Mas, neste aqui, agora, enquanto a chuva tilinta lá fora, limito-me a quebrar a linha programática do meu blog (esta expressão soou a politizada – devem ser influências da semana anterior), escrevendo-vos directamente. Até porque gosto de liberdade. Assim, falo-vos na primeira pessoa. Fazendo-o para amigos. Ou será que é mais significativa uma amizade baseada no circunstancial cumprimento da praxe, e na troca de fúteis perguntas igualmente circunstanciais que entram no rol dos que se movem por condutas socialmente correctas, gastas de tão mecanizadas e arquitectadas por sorrisos maquinais? Não será mais amizade a partilha da nossa alma, do nosso Eu mais profundo, da nossa sensibilidade para com o mundo, das nossas inquietações, do amor e seus cambiantes? É por isto que sinto lufadas de amizade em todos os que me visitam, quer deixem ou não comentário. É o obséquio que nos alenta a continuar. Aproveito para desculpar ainda os que não conseguem alhear-se de sentimentalismos, não sendo capazes de escreverem outros comentários que não sejam elogios explícitos, que nalguns casos, reagi, ligando a perguntar:
– Quanto te devo por aquele comentário que me deixaste no blog? Obviamente que me refiro a amigos. Amigos que já o eram, antes de fazer esta incursão no mundo da blogosfera. Reconheço igualmente o meu sentimentalismo, e, aos Vossos olhos, até algumas mediocridades que escrevo, transformam-se em pérolas luzidias.

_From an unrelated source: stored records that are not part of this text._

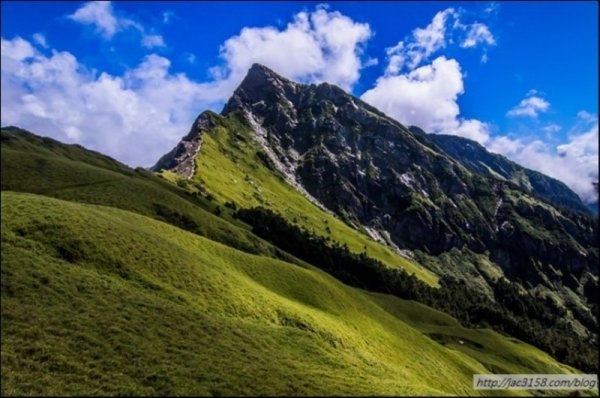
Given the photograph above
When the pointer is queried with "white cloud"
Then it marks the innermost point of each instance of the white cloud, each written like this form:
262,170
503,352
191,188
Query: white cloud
40,40
167,16
478,33
315,47
445,28
100,15
427,97
531,106
150,41
137,116
551,128
574,163
422,43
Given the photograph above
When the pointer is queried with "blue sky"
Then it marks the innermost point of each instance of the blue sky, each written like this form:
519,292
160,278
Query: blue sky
128,78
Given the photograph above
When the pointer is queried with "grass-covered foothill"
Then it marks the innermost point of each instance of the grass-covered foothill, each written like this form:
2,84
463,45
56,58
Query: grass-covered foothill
508,309
44,166
102,301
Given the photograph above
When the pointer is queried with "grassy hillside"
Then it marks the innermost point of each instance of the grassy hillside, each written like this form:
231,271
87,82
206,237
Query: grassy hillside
97,300
230,167
44,166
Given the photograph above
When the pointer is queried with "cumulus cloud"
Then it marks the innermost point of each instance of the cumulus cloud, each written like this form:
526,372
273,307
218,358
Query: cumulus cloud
134,118
40,40
422,43
314,47
150,41
478,33
445,27
575,163
139,115
427,97
102,17
531,106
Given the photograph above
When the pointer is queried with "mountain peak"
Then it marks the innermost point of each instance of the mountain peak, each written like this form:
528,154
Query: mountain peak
260,84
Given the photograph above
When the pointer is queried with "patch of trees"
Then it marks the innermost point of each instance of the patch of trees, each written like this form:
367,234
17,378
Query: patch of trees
523,316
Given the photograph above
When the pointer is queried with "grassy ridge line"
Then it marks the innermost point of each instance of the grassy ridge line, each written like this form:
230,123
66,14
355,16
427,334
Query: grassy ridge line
43,166
97,300
229,168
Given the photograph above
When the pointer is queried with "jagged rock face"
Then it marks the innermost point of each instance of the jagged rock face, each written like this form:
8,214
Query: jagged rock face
370,169
181,159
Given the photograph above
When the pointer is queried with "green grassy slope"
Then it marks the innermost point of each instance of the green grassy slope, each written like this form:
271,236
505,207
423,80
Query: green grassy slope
229,168
97,300
44,166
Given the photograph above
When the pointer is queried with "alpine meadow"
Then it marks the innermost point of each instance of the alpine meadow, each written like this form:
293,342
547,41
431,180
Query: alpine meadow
315,211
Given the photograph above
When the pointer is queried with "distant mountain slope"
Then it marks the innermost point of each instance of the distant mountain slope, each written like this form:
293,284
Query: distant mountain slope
307,151
476,158
101,301
372,171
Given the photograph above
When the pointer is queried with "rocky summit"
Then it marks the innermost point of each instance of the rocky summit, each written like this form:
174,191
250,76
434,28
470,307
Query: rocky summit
407,188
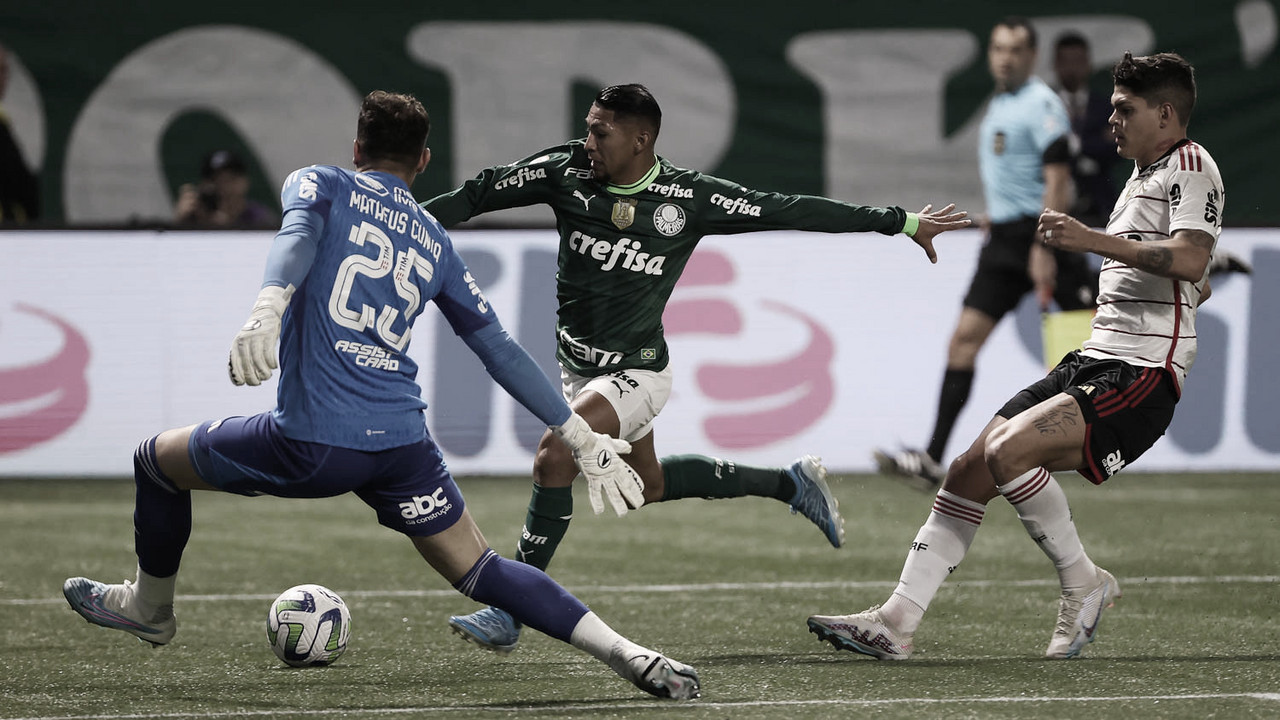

Diria que se assemelham a uma transformação divina.
Com ou sem imaginação, estou de regresso, mas a escrita não pode obedecer a um método, a uma programação delineada, a uma periodicidade rigorosa, mas a estados de alma, ao sentimento que nos impele a recorrer a ela, e que expele com a força de um vulcão, incandescências em forma de palavras.
E para finalizar, não tolero despotismos.